Interviewing – the two-way street

I cannot even count how many interviews I have been on since my college years, when I was interviewing for different internship opportunities in San Francisco, Boston, and New York. I’ve had so many good and really terrible experiences, but I would say that one of the worst ones I’ve ever had happened this week.

There’s really nothing worse than interviewing at a company that does not have the foresight to realize that in a job interview, “interviewing” is happening on two sides: the company is evaluating the prospective employee to see if s/he will be a fit for the role and company, and the prospective employee is also at the same time evaluating the company and every single person s/he is meeting with to see if this role, team, company, and culture being presented is going to be a match.

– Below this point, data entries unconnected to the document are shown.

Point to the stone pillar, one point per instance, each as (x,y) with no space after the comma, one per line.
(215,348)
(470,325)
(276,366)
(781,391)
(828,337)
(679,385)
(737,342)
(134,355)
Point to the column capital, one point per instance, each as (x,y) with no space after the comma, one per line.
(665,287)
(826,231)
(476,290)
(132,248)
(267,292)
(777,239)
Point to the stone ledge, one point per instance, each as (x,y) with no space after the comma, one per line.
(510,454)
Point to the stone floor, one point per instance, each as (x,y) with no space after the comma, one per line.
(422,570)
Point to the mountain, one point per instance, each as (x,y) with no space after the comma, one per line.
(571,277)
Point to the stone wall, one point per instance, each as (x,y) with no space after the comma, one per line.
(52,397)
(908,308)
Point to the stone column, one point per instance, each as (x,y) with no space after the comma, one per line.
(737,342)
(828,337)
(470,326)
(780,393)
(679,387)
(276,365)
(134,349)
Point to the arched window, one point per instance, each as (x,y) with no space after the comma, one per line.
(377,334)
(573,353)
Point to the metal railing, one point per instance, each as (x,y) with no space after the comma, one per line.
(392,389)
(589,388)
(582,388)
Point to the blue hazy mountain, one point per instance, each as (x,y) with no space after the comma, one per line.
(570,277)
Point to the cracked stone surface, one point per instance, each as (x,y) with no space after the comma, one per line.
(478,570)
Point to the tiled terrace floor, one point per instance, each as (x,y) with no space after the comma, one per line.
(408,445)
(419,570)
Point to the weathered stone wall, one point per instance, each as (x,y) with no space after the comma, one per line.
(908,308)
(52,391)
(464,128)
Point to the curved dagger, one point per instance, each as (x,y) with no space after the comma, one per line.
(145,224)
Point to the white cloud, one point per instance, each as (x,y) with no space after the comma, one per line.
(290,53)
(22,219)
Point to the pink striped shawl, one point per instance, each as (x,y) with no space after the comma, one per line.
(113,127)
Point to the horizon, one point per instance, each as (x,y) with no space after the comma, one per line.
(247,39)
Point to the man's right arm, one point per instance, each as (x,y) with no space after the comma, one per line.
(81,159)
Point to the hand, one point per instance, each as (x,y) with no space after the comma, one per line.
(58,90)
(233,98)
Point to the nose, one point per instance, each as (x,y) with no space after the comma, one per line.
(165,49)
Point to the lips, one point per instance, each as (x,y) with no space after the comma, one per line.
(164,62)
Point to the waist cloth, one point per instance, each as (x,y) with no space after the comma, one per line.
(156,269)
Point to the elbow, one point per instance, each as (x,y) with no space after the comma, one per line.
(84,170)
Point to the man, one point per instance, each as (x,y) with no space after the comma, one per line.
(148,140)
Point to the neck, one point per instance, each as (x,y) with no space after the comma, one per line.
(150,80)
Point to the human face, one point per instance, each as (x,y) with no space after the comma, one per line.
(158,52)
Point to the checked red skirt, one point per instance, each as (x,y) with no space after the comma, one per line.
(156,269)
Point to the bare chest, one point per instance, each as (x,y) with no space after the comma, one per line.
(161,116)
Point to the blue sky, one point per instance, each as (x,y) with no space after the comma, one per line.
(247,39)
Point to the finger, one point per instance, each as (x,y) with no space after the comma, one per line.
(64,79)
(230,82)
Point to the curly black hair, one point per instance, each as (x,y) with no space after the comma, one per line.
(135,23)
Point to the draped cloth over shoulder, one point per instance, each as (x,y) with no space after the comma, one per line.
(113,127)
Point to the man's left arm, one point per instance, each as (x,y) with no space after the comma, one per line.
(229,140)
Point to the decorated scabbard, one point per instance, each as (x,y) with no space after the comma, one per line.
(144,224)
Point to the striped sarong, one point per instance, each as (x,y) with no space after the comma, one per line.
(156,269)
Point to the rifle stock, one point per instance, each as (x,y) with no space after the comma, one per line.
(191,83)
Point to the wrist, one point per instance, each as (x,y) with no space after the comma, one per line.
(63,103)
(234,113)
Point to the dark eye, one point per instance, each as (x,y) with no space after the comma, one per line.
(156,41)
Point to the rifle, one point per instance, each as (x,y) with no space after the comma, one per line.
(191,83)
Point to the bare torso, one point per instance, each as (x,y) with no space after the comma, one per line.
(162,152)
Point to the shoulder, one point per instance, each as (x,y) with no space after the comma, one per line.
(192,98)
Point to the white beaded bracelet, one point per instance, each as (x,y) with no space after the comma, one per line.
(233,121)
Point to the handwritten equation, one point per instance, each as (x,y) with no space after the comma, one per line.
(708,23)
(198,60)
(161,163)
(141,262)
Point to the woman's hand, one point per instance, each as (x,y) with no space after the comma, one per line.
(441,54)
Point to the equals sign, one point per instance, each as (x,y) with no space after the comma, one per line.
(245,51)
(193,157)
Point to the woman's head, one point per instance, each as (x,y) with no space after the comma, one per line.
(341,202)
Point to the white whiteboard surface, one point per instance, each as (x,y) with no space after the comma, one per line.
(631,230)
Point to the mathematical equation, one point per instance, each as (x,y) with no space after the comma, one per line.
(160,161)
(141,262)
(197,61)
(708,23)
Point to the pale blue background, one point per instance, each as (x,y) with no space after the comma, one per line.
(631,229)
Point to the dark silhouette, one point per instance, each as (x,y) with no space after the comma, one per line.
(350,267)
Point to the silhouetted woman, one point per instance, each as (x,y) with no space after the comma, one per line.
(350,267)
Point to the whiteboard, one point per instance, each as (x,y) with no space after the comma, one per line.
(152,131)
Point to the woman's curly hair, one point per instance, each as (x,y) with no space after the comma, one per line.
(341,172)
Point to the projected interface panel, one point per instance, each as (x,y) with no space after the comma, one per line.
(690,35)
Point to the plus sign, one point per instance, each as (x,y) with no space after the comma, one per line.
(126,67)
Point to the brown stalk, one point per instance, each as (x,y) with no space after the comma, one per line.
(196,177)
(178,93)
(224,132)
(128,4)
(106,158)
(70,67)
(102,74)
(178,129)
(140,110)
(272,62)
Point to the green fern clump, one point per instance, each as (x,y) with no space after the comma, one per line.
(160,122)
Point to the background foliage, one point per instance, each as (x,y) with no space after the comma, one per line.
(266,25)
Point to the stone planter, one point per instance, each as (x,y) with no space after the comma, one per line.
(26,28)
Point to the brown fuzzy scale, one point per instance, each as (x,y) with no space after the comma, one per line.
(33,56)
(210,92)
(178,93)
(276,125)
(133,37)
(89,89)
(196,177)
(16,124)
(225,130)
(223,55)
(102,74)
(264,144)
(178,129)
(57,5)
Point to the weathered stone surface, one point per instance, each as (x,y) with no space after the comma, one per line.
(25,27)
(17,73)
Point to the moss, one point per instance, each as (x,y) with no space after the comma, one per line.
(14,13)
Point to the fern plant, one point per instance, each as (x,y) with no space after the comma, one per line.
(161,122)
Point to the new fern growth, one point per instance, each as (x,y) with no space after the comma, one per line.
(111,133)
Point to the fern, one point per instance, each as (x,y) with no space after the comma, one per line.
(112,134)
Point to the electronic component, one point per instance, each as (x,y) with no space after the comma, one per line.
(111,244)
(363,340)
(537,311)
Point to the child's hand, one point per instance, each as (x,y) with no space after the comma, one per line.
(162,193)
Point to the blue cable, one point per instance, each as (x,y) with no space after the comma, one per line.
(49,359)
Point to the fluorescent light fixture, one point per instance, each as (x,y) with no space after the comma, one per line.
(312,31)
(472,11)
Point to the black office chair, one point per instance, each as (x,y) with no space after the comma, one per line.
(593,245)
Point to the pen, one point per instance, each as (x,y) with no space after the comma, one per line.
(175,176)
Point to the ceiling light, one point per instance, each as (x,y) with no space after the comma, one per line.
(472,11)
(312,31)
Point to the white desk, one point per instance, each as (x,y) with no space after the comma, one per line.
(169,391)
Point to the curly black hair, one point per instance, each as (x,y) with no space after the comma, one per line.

It is disheartening when companies do not realize that prospectives are evaluating them, and instead choose to see their companies as the “catch” and don’t work to “sell” who they are to the prospectives. This happened on Monday, when I had a phone interview with two hiring managers. One hiring manager said little to nothing, showing he did not care to ask questions or really elaborate on anything, and the second hiring manager was basically reading questions off his “interview question list” as he called it and had no real social skills conveyed over the phone. He was awkward, monotone, and did not seem to sell through why it would be great to work at their company. It was all about their technology stack and nothing else. I’d sum this interaction up in three words: dry, humorless, and completely uninspiring.

These are the types of tech companies that shoo away talent. No one wants to work with a bunch of lifeless, monotone robots.